PAVING A NEW PATH USE THE HELP AVAILABLE TO FIND A JOB
AFTER years of a structured lifestyle of studying a degree, the world of job searching can be a daunting place to encounter.
But even if you are no longer a student, your university can still be a valuable source.
The University of Sydney’s careers centre manager Nitsa Athanassopoulos said graduates struggling to find a job should talk to their university’s careers service.
“They will typically see anyone for 12 months after,” she said.
“We help them with everything from career planning, through to the whole job application process, through to the transition to work.”
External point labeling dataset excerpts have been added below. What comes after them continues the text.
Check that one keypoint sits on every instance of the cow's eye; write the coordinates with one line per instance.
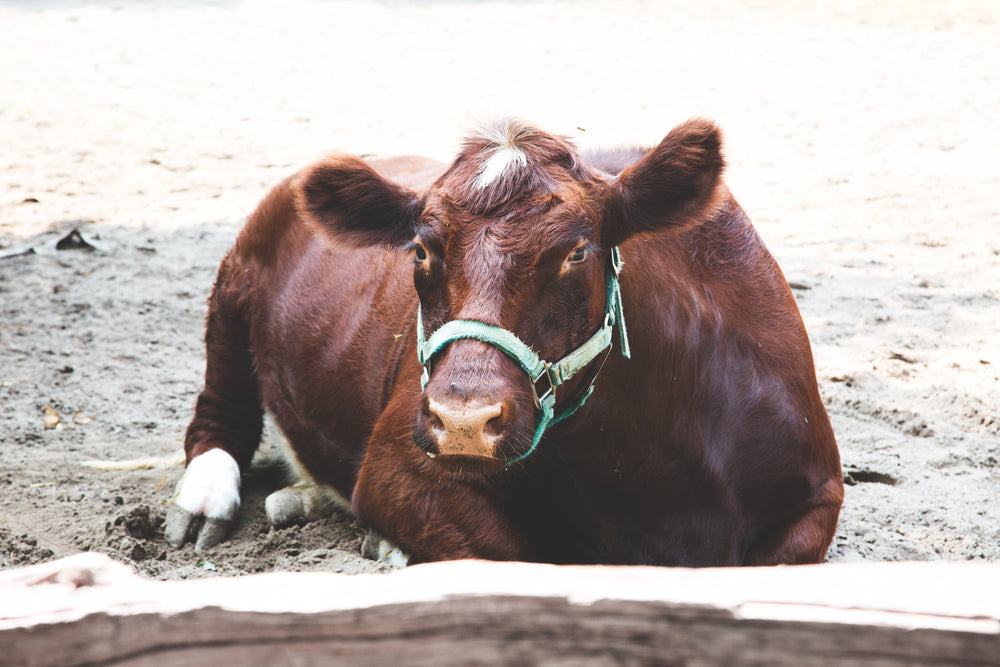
(577, 255)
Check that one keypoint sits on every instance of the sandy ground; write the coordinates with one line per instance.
(862, 138)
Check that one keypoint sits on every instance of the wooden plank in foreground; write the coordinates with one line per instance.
(88, 610)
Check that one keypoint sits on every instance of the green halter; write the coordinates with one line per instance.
(536, 368)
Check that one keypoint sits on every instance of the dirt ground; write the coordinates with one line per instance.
(862, 138)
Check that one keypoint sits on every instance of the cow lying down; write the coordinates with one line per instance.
(531, 353)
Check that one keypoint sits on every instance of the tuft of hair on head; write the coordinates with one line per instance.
(502, 152)
(505, 161)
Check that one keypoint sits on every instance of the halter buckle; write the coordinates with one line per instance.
(549, 388)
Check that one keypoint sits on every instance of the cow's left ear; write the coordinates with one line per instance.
(347, 199)
(677, 184)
When job positions are scarce and the pool of fellow graduates is large, it is vital to find ways to stand out.
“What employers tell us makes one graduate stand out is often a general interest in their work,” Ms Athanassopoulos said.
“The students who made an effort to find out about the company and they ask good questions.”
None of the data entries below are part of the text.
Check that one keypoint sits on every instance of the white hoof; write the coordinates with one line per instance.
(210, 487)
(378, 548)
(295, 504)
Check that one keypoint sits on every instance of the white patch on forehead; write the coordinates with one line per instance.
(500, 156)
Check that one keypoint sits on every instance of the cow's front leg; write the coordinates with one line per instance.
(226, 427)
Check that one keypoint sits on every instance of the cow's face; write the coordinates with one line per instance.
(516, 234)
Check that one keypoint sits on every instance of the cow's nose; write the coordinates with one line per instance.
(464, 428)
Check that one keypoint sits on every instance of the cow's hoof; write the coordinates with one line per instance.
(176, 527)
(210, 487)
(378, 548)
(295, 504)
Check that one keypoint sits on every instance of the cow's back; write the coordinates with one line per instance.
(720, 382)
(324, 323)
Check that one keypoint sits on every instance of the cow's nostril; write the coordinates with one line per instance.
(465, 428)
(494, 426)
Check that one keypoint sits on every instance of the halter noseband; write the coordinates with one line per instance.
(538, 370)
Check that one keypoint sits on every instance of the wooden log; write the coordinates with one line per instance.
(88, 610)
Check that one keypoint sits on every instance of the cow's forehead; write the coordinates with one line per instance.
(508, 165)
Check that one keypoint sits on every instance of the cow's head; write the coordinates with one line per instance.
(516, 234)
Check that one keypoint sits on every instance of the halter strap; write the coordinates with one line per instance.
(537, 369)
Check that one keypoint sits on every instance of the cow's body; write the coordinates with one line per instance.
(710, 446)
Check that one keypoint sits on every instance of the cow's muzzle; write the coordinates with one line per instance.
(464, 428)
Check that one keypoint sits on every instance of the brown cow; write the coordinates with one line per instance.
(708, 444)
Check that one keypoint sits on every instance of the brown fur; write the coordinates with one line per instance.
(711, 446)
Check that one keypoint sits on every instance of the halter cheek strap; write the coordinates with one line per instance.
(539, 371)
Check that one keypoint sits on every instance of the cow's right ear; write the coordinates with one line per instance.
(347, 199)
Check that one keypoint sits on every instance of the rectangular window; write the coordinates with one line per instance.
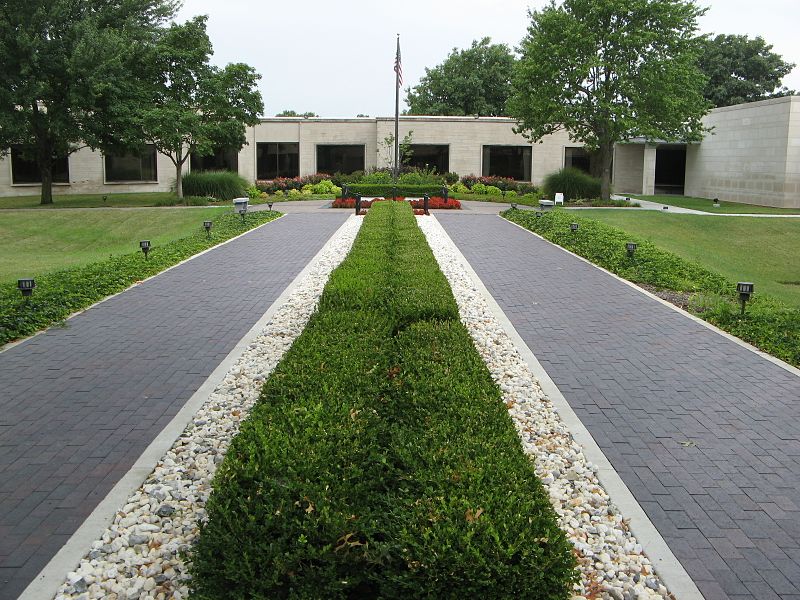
(340, 159)
(507, 161)
(221, 160)
(132, 167)
(25, 170)
(577, 158)
(430, 156)
(277, 159)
Ms Athanassopoulos said graduates need to look beyond the big names for places to work.
“If they start looking a small to medium-sized businesses, that will give them a lot more scope,” she said.
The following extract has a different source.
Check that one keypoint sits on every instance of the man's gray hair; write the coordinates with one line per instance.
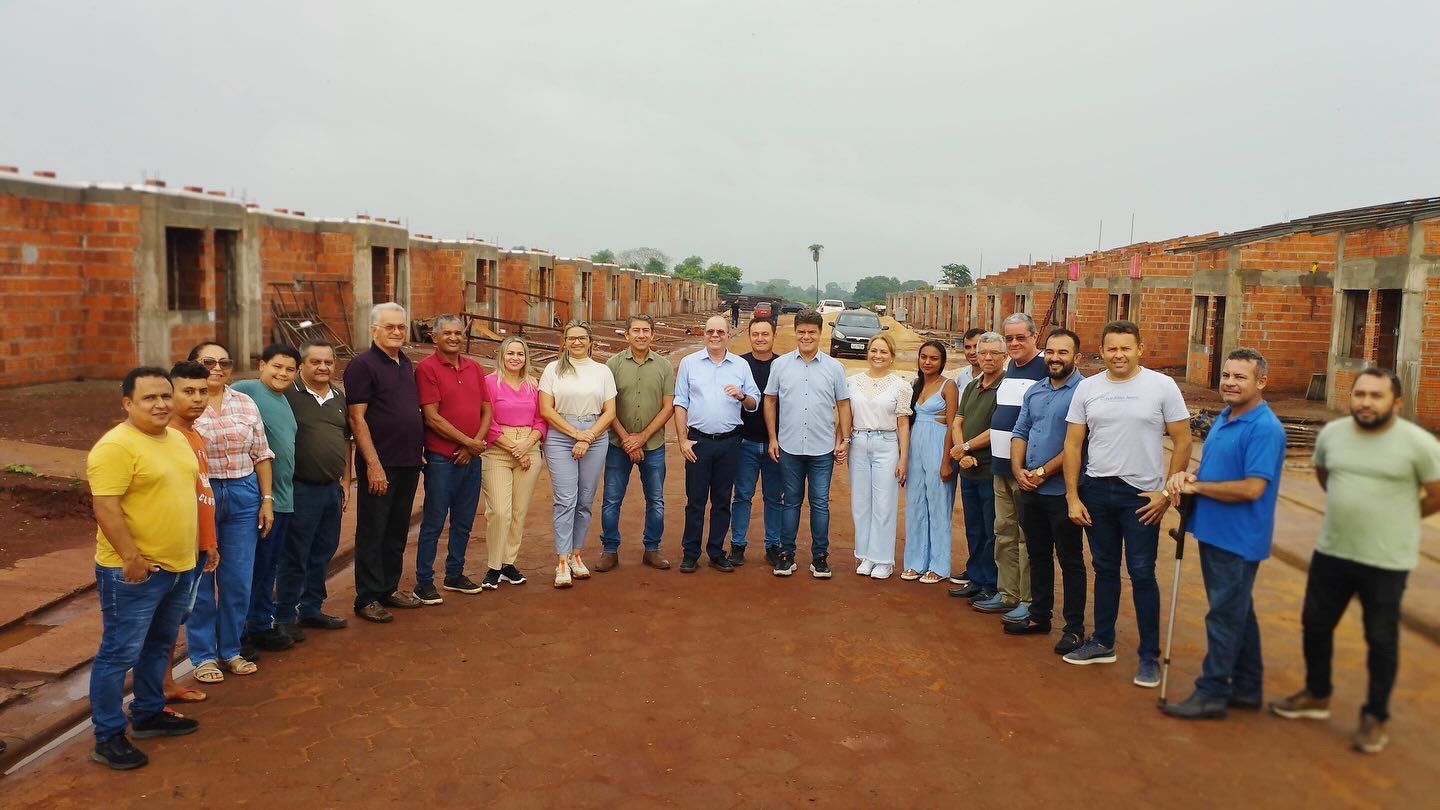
(1020, 317)
(385, 307)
Networking is always said to be the ticket into a new job but it is not always easy if you have no contacts inside.
Ms Athanassopoulos suggests joining your industry’s professional associations.
“Volunteer work can also be a great thing,” she said.
“It keeps you active, you might develop some skills, you are networking and it looks good on the resume.”
University graduates have many options to explore when looking for a job.